The most common request I get right now is some variation of “we want to add AI.” Sometimes it’s framed as a feature (“can we put a chatbot on the site”), sometimes as a department-wide goal (“we need to be an AI-first company”). Almost never is it framed as the question that would actually matter, which is: which decisions in our operation are being made worse than they need to be, and would a language model make them better?
That gap - between “add AI” and “engineer AI into the decision points that matter” - is where most AI consulting work goes sideways.
The theater problem
Most AI projects fail the same way bad analytics dashboards fail. Someone builds the thing, it ships, it gets a press release, and then nobody uses it because it doesn’t actually slot into anyone’s daily work. The model is impressive. The interface is fine. But the workflow underneath was never redesigned to take advantage of it, so the operator’s day is exactly as hard as before, except now they also have to remember to check the AI panel.
This is AI as theater: visible, expensive, and uncoupled from the operation. It works for a marketing site. It does not work as software.
The engineering version
The engineered version starts in the opposite place. Instead of asking “where can we put AI,” you ask:
- Where is human attention currently the bottleneck? Intake triage, document review, lead qualification, support tier-1, summarization of long threads - these are workflows where a model can do 80% of the work and a human can do the 20% that requires judgment.
- Where is the cost of being slightly wrong manageable? Drafting, summarization, classification, search - yes. Pricing, legal, compliance decisions - almost never, at least not without an explicit human in the loop and an audit trail.
- What’s the failure mode? Every model decision needs a clear answer to “what happens when this is wrong, and how do we know?” If you can’t answer that in a sentence, you don’t have a system - you have a liability.
The engineering version of AI is mostly plumbing. Retrieval pipelines that actually return the right documents. Evaluation harnesses that catch regressions before deployment. Guardrails that fail visibly rather than silently. Logging that lets you reconstruct any decision the system made. None of this is glamorous. All of it is what separates a production system from a demo.
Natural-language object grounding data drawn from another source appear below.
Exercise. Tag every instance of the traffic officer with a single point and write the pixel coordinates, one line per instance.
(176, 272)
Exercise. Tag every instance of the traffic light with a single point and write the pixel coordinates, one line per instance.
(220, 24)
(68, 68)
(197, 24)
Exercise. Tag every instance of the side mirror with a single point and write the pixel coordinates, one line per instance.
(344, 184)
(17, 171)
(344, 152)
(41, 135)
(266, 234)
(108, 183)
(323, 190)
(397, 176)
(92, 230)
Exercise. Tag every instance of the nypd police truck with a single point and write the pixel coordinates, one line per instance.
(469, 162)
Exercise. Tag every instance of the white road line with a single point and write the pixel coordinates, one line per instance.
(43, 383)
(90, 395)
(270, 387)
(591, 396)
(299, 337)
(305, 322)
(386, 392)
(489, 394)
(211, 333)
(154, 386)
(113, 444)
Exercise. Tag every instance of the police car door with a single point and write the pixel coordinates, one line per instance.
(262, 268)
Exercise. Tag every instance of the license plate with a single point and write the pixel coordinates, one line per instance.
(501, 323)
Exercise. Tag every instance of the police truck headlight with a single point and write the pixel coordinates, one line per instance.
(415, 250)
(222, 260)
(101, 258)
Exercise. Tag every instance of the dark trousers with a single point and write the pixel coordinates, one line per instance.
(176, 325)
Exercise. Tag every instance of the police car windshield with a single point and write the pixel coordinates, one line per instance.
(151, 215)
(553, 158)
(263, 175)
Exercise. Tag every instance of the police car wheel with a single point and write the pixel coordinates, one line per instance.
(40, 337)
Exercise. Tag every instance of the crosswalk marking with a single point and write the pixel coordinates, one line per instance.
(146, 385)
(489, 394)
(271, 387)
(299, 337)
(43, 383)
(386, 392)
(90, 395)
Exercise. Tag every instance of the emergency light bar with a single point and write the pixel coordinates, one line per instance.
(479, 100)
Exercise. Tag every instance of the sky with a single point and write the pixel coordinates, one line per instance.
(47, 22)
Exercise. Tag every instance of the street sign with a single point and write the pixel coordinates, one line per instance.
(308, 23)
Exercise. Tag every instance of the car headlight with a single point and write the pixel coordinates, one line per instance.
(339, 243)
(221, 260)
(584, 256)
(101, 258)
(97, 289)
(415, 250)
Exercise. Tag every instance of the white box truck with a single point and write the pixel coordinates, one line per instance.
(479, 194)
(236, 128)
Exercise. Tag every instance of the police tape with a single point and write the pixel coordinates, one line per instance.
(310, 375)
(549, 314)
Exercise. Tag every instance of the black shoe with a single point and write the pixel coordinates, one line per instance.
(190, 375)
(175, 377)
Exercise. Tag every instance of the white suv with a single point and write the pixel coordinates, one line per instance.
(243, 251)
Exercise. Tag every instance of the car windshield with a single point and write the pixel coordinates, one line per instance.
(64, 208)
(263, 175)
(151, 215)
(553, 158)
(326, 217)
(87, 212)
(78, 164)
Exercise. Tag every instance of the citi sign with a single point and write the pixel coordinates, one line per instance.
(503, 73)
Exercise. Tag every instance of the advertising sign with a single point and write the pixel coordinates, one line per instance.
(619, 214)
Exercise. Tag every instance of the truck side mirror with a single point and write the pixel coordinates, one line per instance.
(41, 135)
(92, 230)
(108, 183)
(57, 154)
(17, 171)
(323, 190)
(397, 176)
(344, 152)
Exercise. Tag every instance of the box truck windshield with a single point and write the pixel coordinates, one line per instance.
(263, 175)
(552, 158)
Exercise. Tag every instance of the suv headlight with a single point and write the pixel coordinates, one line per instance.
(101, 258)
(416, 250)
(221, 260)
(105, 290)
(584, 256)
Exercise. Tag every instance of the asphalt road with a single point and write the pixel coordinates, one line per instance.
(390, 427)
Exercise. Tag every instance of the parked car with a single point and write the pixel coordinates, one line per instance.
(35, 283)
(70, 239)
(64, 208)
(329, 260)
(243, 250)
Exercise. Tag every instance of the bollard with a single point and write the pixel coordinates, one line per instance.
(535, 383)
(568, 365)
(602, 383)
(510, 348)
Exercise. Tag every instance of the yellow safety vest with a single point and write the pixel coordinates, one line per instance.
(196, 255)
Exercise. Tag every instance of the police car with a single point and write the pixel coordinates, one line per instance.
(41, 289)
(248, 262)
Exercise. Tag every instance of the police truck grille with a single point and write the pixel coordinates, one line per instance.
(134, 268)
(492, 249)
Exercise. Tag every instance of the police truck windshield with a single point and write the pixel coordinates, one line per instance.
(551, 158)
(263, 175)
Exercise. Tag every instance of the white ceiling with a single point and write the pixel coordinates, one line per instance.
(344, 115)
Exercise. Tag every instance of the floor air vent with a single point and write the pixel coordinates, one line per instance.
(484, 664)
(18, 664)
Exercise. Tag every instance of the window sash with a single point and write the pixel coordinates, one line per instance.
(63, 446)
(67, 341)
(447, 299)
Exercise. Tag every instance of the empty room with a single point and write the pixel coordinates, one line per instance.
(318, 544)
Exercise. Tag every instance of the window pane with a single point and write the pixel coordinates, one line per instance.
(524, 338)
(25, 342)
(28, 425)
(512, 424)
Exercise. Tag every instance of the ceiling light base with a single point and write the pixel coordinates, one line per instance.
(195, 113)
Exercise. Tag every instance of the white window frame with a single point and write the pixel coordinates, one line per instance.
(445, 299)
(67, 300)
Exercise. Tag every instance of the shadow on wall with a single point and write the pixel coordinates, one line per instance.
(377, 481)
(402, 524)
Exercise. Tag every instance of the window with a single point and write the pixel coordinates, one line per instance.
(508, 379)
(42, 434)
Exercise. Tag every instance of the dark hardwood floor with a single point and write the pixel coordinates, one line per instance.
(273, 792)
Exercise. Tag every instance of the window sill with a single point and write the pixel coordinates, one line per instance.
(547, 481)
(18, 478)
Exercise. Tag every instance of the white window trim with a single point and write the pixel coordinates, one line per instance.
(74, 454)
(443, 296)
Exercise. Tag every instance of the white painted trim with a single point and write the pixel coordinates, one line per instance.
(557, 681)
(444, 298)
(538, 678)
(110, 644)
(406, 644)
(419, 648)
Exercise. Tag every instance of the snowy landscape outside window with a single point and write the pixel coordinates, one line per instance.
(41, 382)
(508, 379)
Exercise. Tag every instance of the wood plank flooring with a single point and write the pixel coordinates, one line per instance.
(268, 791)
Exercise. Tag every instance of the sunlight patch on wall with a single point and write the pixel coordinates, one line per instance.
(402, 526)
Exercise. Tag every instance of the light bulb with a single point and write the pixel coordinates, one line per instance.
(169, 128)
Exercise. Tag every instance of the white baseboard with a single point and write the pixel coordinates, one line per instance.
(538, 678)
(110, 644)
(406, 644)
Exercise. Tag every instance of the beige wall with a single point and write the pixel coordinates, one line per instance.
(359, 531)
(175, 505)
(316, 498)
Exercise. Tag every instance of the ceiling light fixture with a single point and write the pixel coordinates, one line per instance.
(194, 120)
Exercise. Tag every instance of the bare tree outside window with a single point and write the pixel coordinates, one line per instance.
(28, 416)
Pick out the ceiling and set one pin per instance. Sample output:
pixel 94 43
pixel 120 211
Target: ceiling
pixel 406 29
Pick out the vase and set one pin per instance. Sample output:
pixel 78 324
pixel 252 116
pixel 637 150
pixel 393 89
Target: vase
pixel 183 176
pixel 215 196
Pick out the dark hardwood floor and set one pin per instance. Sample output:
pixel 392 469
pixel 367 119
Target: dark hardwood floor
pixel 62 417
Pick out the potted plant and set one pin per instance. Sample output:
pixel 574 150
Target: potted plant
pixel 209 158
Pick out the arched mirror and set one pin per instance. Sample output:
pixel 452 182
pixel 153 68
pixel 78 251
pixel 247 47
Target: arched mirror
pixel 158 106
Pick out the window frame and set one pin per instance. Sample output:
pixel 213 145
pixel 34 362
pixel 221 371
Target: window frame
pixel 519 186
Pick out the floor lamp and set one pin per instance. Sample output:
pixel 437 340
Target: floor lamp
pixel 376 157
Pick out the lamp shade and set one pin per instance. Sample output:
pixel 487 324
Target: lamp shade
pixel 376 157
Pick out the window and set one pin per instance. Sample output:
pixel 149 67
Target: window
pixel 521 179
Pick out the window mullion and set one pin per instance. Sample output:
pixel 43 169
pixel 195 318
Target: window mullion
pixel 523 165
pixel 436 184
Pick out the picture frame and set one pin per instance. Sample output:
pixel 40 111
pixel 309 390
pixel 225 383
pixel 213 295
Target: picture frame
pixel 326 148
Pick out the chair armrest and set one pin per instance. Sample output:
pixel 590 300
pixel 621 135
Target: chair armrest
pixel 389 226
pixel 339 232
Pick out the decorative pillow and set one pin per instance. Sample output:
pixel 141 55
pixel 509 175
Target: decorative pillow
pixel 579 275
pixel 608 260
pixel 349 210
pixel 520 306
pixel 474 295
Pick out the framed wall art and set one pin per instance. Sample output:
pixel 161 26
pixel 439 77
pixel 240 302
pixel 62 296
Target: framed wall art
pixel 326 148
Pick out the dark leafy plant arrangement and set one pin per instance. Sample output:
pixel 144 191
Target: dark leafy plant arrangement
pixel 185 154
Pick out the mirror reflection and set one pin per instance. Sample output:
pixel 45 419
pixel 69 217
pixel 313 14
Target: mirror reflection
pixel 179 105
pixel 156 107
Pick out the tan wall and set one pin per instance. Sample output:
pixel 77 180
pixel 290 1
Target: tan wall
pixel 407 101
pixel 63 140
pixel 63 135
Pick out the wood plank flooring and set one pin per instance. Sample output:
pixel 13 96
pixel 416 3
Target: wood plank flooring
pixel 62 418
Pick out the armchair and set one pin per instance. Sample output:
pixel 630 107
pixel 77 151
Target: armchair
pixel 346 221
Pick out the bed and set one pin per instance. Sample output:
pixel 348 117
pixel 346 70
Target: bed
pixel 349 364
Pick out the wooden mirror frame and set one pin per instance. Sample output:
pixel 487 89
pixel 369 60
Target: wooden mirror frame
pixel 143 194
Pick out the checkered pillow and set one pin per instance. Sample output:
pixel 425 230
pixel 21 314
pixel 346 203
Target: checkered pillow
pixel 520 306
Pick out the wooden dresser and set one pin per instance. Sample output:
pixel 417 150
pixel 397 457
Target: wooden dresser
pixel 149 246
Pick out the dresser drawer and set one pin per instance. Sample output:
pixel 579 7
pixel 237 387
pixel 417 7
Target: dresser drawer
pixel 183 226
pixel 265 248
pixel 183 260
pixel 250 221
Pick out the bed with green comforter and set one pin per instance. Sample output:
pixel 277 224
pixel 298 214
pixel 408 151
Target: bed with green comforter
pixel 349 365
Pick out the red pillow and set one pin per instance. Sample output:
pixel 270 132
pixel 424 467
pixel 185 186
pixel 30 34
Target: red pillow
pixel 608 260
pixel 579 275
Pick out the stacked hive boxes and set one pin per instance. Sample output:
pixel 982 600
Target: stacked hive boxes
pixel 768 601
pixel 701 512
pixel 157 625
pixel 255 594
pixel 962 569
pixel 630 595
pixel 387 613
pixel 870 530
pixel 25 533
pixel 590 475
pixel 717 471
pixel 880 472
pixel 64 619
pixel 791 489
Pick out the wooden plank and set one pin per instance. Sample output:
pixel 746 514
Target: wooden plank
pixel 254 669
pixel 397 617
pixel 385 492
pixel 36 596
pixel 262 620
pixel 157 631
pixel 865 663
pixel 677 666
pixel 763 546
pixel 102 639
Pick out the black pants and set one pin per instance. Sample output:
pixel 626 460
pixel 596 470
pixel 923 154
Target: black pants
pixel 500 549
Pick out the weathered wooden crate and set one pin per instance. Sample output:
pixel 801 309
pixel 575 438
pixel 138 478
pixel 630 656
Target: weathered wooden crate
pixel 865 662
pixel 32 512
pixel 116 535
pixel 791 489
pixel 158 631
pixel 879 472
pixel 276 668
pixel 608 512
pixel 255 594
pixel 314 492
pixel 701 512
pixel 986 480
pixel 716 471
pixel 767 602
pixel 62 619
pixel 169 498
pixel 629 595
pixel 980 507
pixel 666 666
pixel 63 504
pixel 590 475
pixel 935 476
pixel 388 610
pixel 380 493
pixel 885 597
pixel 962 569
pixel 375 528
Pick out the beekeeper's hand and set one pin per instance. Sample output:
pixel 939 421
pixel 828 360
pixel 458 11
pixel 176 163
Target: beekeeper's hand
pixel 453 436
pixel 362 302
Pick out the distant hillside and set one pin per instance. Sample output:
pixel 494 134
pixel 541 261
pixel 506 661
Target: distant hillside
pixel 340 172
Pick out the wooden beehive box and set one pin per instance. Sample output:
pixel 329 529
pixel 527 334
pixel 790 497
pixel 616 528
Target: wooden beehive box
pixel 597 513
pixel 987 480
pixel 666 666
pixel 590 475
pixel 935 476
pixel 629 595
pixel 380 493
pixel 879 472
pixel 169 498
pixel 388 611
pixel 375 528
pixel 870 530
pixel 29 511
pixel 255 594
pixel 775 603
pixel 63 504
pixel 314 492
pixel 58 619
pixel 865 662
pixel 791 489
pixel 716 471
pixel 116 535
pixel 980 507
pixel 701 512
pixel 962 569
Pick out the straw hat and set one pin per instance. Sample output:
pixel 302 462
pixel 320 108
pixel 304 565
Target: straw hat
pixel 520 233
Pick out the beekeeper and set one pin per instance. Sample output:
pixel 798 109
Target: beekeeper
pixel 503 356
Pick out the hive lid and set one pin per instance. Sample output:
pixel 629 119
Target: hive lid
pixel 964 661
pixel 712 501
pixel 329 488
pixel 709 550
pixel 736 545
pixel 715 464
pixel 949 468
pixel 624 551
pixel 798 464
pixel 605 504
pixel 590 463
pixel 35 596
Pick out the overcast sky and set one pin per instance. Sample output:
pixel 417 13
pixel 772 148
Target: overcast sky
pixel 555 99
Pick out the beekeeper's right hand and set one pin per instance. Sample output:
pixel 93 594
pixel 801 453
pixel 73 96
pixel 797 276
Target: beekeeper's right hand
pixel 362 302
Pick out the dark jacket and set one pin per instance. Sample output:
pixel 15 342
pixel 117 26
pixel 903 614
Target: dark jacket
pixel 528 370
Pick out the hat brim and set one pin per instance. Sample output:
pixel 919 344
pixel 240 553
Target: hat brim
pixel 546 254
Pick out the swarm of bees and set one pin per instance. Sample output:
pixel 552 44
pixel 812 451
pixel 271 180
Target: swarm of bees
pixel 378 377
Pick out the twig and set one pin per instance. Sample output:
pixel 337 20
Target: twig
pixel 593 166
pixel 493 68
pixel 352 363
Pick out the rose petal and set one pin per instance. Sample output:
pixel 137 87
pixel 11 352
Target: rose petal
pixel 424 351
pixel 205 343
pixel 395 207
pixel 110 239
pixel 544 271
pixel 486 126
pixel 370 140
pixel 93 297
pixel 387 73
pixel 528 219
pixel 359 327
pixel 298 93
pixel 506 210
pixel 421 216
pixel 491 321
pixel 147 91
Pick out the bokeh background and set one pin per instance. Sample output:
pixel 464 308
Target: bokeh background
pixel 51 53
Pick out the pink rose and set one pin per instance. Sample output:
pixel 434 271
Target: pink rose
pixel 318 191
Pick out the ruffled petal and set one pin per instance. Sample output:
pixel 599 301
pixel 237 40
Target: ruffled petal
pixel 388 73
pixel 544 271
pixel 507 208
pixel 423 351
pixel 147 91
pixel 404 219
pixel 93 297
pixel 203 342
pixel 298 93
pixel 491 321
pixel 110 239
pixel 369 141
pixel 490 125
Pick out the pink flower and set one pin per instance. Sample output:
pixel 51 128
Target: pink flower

What this looks like in a real engagement
For a recent automation engagement, the goal sounded simple: reduce the time the executive team spent triaging email. The theater version of this is “put GPT in the inbox.” The engineered version was a routing pipeline that read each thread, scored it against ten learned categories, applied labels and routed responses to the right person, and surfaced exactly the threads that genuinely needed an executive’s eyes - about 12% of the total. Email triage time dropped 70%. The model itself was the smallest part of the work.
The lesson, every time, is the same. AI is valuable when it’s wired into a workflow with an honest understanding of what the workflow is supposed to produce. It’s expensive theater when it isn’t.
If you’re starting an AI project and the first conversation is about the model, you’re starting in the wrong place. The first conversation should be about which decisions are being made worse than they need to be - and only then about whether a model is the right tool to fix it.